Pone la vela en la repisa de la chimenea del despacho del pasante y se golpea en la seca mejilla con la llave mientras pronuncia esas palabras de bienvenida a Mademoiselle Hortense. Ese personaje felino, con los labios firmemente apretados, y mirándolo de reojo, cierra la puerta silenciosamente antes de responder:

—Me ha costado mucho trabajo encontrarle, monsieur.

—¡No me diga!

—He venido muchas veces aquí, monsieur. Siempre me han dicho que no está en casa, que está ocupado, que lo de aquí y lo de allá, que no está para usted.

—Exacto, le han dicho la verdad.

—No la verdad. ¡Mentiras!

Hay ocasiones en las que los humores de Mademoiselle Hortense son tan repentinos, sus modales se parecen tanto a un salto sobre la persona a la que se dirige, que esa persona involuntariamente se sobresalta y retrocede. Eso es lo que le ocurre ahora al señor Tulkinghorn, aunque Mademoiselle Hortense, con los ojos casi cerrados (si bien sigue mirando de reojo), no hace más que sonreír despectivamente y menear la cabeza.

—Bueno, señora —dice el abogado, poniendo apresuradamente la llave en la repisa—, si tiene usted algo que decirme, dígamelo, dígamelo.

—Señor, usted no me ha bien tratado. Ha sido usted mezquino y sucio.

—Mezquino y sucio, ¿eh? —replica el abogado, frotándose la nariz con la llave.

—Sí. ¿Qué es lo que le digo? Usted lo sabe bien.

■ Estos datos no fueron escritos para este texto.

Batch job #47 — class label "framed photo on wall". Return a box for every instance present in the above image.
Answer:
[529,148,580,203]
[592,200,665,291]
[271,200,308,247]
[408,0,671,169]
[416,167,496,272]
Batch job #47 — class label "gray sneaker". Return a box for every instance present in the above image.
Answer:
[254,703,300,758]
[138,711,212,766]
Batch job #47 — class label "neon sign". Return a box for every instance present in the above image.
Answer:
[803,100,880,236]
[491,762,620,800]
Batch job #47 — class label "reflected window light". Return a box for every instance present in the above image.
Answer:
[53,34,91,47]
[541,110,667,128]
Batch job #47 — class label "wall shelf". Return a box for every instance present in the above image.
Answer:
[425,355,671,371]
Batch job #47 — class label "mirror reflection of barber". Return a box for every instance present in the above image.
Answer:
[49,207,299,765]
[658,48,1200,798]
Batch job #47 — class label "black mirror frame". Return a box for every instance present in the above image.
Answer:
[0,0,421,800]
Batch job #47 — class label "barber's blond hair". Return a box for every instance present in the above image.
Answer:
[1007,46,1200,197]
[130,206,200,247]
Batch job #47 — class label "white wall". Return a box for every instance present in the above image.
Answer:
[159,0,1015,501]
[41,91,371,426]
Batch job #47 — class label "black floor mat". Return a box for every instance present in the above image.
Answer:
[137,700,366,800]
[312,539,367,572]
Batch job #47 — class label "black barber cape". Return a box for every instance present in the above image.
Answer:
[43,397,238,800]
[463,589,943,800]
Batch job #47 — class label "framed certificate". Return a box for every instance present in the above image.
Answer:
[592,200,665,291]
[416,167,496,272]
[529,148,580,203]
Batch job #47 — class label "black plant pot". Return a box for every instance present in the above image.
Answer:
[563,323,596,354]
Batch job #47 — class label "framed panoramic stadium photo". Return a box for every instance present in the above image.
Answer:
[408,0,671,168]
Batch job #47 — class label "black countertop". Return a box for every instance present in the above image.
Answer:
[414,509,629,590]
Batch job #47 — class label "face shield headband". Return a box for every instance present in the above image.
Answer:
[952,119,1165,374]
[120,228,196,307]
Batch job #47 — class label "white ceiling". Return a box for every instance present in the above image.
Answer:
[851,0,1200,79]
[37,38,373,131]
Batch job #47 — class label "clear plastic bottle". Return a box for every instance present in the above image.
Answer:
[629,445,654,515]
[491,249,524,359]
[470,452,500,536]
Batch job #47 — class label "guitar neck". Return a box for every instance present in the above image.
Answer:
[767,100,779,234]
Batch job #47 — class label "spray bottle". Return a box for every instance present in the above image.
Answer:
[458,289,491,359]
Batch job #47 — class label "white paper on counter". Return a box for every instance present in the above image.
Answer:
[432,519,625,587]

Usted me ha atrapado (me ha cogido) para darle información; usted me ha pedido que le enseñe el vestido de mi que Milady debe de haber llevado aquella noche, usted me ha pedido que le venga aquí para ver a aquel chico… ¡Diga! ¿No es así? —y Mademoiselle Hortense da otro salto.

—¡Es usted una bruja, una bruja! —y el señor Tulkinghorn parece meditar mientras la contempla desconfiado, después de lo cual replica:—. Bien, moza, bien. Pero ya le he pagado.

—¡Que me ha pagado! —replica ella con feroz desdén—. ¡Dos soberanos! No los he cambiado. Los desprecio. Los rechazo, los tiro —lo cual procede a hacer literalmente, sacándoselos del seno al hablar y tirándolos al suelo con tal violencia que rebotan a la luz antes de salir disparados hacia los rincones e irse parando allí lentamente tras girar mucho en torno a su propio eje.

—¡Eso! —dice Mademoiselle Hortense, que vuelve a entrecerrar los ojos—. ¿Con que me ha pagado? ¡Mi Dios, que sí!

El señor Tulkinghorn se frota la cabeza con la llave mientras ella lo sigue contemplando con una risa sarcástica.

—Debe de ser usted rica, mi bella amiga —observa él imperturbable—, cuando tira usted el dinero de esta manera.

—Soy rica —responde ella—. Soy riquísima en odio. Odio a Milady con todo mi corazón. Ya lo sabe usted.

—¿Que lo sé? ¿Y cómo voy a saberlo?

—Porque lo sabe usted perfectamente, desde antes que me pidiera que le diera esa información. Porque sabe usted perfectamente que yo estaba ggggggabiosísima —es como si fuera imposible que a Mademoiselle Hortense le saliera bien la letra «r» en esta palabra, pese a la energía con la que la pronuncia, para lo cual aprieta las manos y los dientes.

—¡Ah! Con que yo lo sabía, ¿eh? —comenta el señor Tulkinghorn, que examina las guardas de la llave.